COP 28 A DUBAÏ : ADOPTION DU FONDS "PERTES ET DOMMAGES"
Consacré à la réparation des catastrophes climatiques, le fonds "pertes et dommages" a été adopté à la surprise générale dès l'ouverture de la COP 28 à Dubaï.
Milliards ou millions ?
Reste à savoir de combien sera doté ce fonds, provisoirement accueilli par la Banque mondiale, contre l'avis initial des pays en développement. Les premières promesses ont commencé à pleuvoir: 225 millions d'euros pour l'Union européenne (dont 100 millions de dollars annoncés par l'Allemagne), 100 millions de dollars pour les Emirats, 10 millions de dollars pour le Japon, 17,5 millions pour les Etats-Unis, jusqu'à 40 millions de livres (environ 50 millions de dollars) pour le Royaume-Uni...
Cette adoption dès le premier jour libérerait les délégués pour qu'ils se concentrent sur les autres batailles à l'ordre du jour, à commencer par les énergies fossiles.
Egalement directeur général de la compagnie pétrolière nationale Adnoc, Sultan Al Jaber, a mis les pieds dans le plat en appellant à mentionner "le rôle des combustibles fossiles" dans tout accord final, alors qu'il est sous le feu des critiques après la publication par la BBC et le Centre for Climate Reporting de notes internes de préparation de réunions officielles qui énumèrent des arguments pour la promotion des projets d'Adnoc à l'étranger. Il a rejeté ces accusations mercredi.
Le chef de l'ONU Climat, Simon Stiell, s'est montré encore plus direct: "si nous ne donnons pas le signal de la phase terminale de l'ère fossile telle que nous la connaissons, nous préparons notre propre déclin terminal".

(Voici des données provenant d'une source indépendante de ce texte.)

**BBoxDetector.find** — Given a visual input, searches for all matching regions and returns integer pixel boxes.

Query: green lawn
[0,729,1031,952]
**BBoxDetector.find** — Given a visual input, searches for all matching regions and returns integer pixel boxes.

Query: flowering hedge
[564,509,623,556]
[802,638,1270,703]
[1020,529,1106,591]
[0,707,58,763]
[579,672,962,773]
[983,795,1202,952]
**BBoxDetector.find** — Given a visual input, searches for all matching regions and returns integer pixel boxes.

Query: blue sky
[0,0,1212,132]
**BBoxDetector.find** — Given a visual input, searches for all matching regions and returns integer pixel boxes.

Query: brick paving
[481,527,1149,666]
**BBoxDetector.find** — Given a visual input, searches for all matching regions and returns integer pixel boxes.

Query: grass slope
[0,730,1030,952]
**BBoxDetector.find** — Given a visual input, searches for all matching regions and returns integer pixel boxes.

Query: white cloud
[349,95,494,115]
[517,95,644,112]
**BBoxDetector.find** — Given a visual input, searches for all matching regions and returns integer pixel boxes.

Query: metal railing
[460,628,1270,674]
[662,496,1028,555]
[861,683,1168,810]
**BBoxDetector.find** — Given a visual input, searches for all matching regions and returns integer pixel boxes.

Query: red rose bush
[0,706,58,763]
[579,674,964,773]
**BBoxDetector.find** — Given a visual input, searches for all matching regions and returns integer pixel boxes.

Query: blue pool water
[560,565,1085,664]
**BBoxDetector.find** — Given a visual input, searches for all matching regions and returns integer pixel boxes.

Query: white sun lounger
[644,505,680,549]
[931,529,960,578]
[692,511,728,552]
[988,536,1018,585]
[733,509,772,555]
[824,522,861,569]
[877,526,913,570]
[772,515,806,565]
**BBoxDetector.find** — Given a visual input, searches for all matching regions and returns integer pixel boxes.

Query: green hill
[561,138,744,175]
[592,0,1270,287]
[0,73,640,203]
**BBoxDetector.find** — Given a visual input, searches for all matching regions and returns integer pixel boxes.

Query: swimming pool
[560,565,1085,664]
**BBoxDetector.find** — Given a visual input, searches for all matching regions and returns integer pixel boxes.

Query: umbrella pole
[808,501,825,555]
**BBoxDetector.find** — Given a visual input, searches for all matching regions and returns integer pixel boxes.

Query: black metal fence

Au même moment, l'Organisation météorologique mondiale confirmait que l'année 2023 devrait être la plus chaude jamais enregistrée, avec "une cacophonie assourdissante de records battus."
- Ombre du conflit Israël-Hamas -
Plus de 97.000 personnes (délégations, médias, ONG, lobbys, organisateurs, techniciens...) sont accréditées, deux fois plus que l'an dernier, et environ 180 chefs d'Etats et de gouvernements sont attendus selon les organisateurs d'ici le 12 décembre, fin théorique de la conférence.
Le pape François, grippé, a annulé sa venue, mais plus de 140 dirigeants défileront à la tribune vendredi et samedi, après la journée cérémonielle d'ouverture jeudi, pour des discours de quelques minutes censés donner une impulsion politique aux négociations byzantines qui occuperont les délégations pendant deux semaines.
Le roi Charles III s'exprimera vendredi en ouverture de ce sommet de dirigeants, sans le président américain Joe Biden, remplacé par sa vice-présidente Kamala Harris, ni son homologue chinois, Xi Jinping.
Le président israélien Isaac Herzog profitera de l'occasion pour mener une série de réunions diplomatiques destinées à faire libérer d'autres otages détenus par le Hamas, ont indiqué ses services.
Il pourrait même croiser le chef de l'Autorité palestinienne Mahmoud Abbas, car ils sont inscrits pour s'exprimer à quelques minutes d'intervalle vendredi.
Sur le front climatique, les Emiratis préparent un déluge inaugural d'engagements volontaires d'Etats pour, par exemple, tripler les renouvelables d'ici 2030 ou doper les aides financières des pays riches vers les plus vulnérables.